Der Tee war heiß. Ich verbrannte mir die Lippen. Wütend stellte ich die Tasse ab. 

»Wie das?« fragte ich. 

Der alte Mann lächelte beschwichtigend. »Shinkoku ist fortan auch Ihre Stadt, Commander. Und Sie haben gesagt, daß sich die Stadt in Gefahr befindet. Folglich werden Sie etwas unternehmen, um die Gefahr zu bannen. Man wird Sie jetzt zu Ihrem Sumo bringen und Ihnen gestatten, das Wrack zu untersuchen. Aber das bedeutet nicht, daß man Ihnen Gelegenheit geben wird, zu fliehen. Eine Anzahl Kampfschwimmer wird Sie begleiten.«

Tao Lin war mir wohlgesonnen, und ich zweifelte nicht daran, daß er sich nach bestem Vermögen für meine Freilassung eingesetzt hatte. Nun jedoch schien er sich um mich zu sorgen. Er war ein weiser alter Mann, der mich durchschaute, und er wollte nicht daß ich zu Schaden kam.

Ich begab mich noch einmal zu Lo Tai. Ihre Augen ließen mich wissen, daß auch sie meine Gedanken las. Mit einem langen Blick nahm sie Abschied von mir.

»Mark«, sagte sie leise, »gib auf dich acht.«

Ich lachte, küßte sie und streifte mir die Kombination über.

»Drück mir die Daumen, Lo Tai!« sagte ich. 

Als ich den Pavillon verließ, stand Lo Tai in der Tür und blickte mir nach, und um ihre Lippen schwebte jenes unergründliche Lächeln, wie es nur das geheimnisvolle Asien kennt. Tao Lin begleitete mich bis zum Wachraum. Ein Dutzend Kampfschwimmer stand dort schon bereit, um meine Eskorte zu bilden. Ich musterte ihre Gesichter mit unguten Gefühlen. Von diesen Männern hatte ich keinerlei Unaufmerksamkeit zu erwarten.

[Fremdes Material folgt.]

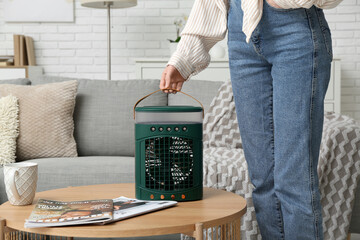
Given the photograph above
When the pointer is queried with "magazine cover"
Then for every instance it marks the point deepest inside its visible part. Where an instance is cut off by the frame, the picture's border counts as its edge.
(55, 213)
(128, 207)
(49, 213)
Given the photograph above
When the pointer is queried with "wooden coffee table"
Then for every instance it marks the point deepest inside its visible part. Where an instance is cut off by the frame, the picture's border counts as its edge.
(219, 213)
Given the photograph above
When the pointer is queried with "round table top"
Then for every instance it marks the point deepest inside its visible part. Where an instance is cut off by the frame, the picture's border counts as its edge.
(217, 206)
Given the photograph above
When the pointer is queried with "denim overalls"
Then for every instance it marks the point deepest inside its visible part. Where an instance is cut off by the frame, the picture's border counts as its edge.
(279, 81)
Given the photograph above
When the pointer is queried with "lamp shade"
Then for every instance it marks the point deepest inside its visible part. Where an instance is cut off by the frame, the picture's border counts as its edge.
(104, 4)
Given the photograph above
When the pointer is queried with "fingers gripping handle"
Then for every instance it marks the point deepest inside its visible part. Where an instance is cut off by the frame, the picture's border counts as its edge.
(167, 89)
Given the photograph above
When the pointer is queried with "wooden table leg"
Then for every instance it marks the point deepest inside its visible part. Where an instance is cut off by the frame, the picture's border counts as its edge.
(2, 228)
(199, 231)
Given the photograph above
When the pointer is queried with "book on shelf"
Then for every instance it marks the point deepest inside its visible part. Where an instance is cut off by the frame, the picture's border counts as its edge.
(50, 213)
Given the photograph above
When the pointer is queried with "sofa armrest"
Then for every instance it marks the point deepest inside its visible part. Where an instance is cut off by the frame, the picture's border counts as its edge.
(339, 171)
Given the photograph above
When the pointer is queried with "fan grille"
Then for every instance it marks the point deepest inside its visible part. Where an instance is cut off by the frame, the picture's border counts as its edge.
(169, 163)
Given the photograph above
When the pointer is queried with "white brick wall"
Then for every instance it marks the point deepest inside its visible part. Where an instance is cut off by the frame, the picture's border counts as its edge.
(79, 49)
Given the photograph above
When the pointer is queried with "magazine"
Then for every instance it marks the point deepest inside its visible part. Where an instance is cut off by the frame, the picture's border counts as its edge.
(128, 207)
(49, 213)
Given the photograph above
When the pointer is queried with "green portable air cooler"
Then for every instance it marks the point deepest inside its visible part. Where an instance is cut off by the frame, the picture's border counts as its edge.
(168, 152)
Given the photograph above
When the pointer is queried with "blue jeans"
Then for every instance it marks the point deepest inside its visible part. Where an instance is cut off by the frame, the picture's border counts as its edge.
(279, 82)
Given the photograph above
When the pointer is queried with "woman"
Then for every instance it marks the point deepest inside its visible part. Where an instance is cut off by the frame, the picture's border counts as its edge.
(279, 55)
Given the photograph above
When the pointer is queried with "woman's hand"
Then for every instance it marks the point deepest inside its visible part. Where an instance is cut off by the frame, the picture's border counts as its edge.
(171, 78)
(273, 4)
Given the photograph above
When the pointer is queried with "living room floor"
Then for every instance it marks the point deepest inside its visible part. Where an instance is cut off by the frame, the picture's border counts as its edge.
(355, 236)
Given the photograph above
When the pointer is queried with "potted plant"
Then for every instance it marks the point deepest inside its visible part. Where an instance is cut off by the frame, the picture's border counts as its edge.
(179, 23)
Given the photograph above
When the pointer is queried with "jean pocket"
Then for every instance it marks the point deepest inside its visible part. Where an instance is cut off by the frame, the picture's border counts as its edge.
(279, 9)
(325, 31)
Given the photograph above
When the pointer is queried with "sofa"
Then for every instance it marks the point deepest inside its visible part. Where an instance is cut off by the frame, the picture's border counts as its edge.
(104, 133)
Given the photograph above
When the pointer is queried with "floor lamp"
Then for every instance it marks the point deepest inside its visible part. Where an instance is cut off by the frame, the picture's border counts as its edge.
(108, 5)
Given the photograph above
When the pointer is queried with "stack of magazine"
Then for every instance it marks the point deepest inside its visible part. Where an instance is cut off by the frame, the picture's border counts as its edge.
(49, 213)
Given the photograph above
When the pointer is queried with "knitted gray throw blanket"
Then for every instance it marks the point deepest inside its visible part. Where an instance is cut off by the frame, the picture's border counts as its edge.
(338, 169)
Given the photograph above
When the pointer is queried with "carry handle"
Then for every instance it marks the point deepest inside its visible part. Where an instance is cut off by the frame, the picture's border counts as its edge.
(167, 89)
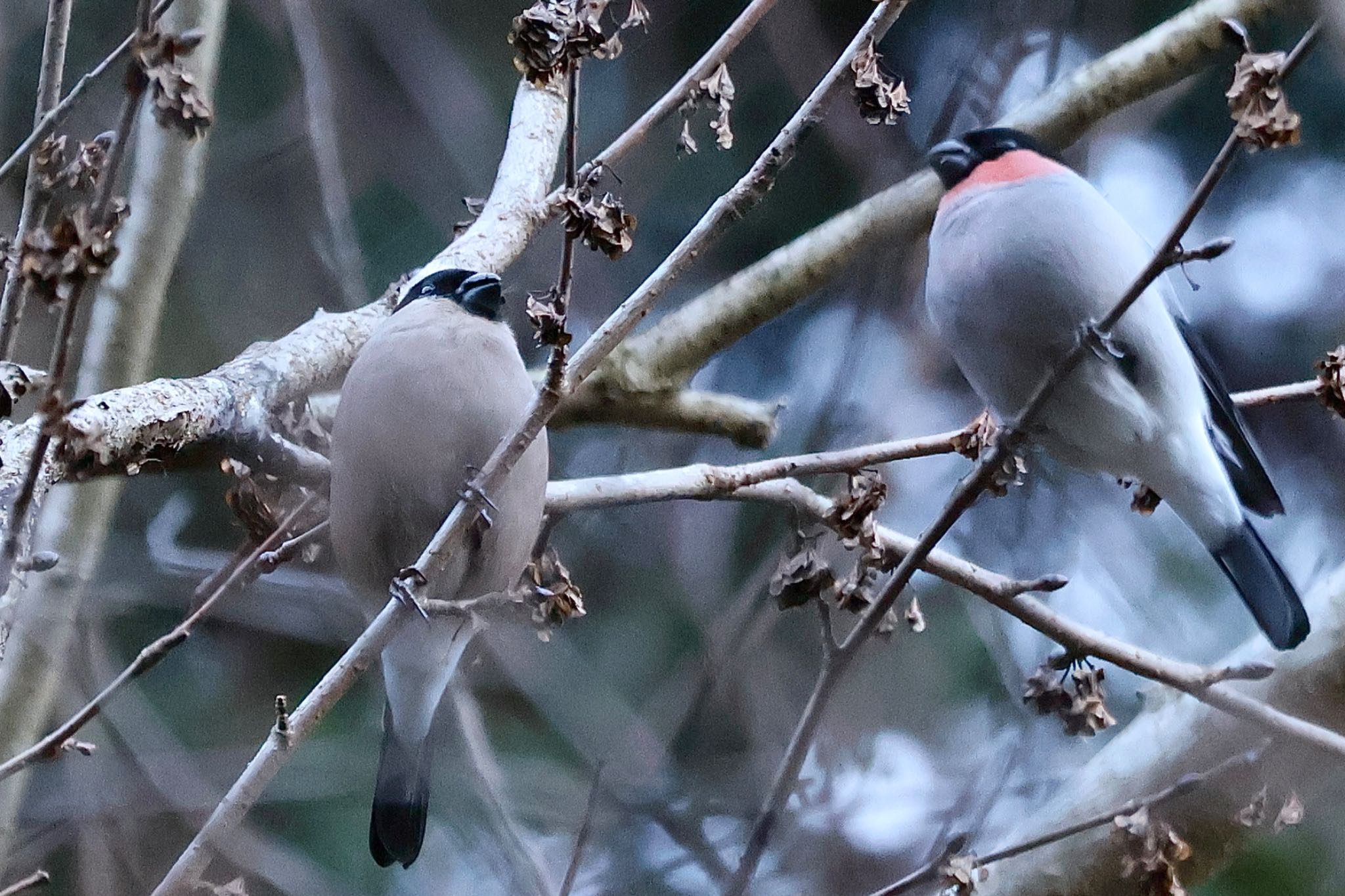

Der koreanische Hauptmann herrschte mich an, und Tao Lin übersetzte: »Der Hauptmann weist Sie darauf hin, daß seine Leute strikte Anweisung haben, jeglichen Fluchtversuch, den Sie unternehmen könnten, mit Gewalt zu vereiteln.«

Ich ging nicht darauf ein und erwiderte: »Sagen Sie ihm, daß er, statt seine Zeit mit Drohungen zu vergeuden, seine Leute lieber anweisen soll, einen Schneidbrenner zur Tornado hinauszuschaffen. Und er soll ihnen klarmachen, daß ich einen vertikalen Schnitt benötige, der mir das Heck der Maschine öffnet.«

Tao Lin sprach auf den Hauptmann ein, und dieser griff mit wütendem Gesicht zum Telefon. Aus irgendeinem Grunde haßte er mich. Ich drückte Tao Lin die Hand. Seine Lippen bewegten sich. 

Er sagte das gleiche wie seine Enkelin: »Geben Sie auf sich acht, Commander.«

Ich zwängte mich in das Sumo, ließ die Verriegelung einrasten und startete. Das Sumo begann zu vibrieren. Ich überprüfte die Armaturen. Alle Anzeigen waren normal. Ein Fischmensch gab mir ein Klopfzeichen, und ich nahm Fahrt auf und steuerte das Sumo langsam in die Schleuse hinein. Mein Herz pochte wie verrückt, aber meine Hände waren ruhig.

 

Vor dem Wrack der Tornado hatte ich das Sumo auf Grund gelegt. Zwei Fischmenschen waren damit beschäftigt, mit Hilfe des Schweißbrenners einen Zugang zum Heck zu öffnen. Sie arbeiteten rasch und sehr geschickt. Die übrigen Kampfschwimmer hatten einen Kreis um die Tornado und mein Sumo gebildet und ließen mich nicht aus den Augen. In ihren Händen erkannte ich jenes knüppelartige Gerät, mit dem ich schon einmal Erfahrungen gemacht hatte, die ich keinesfalls zu wiederholen wünschte. 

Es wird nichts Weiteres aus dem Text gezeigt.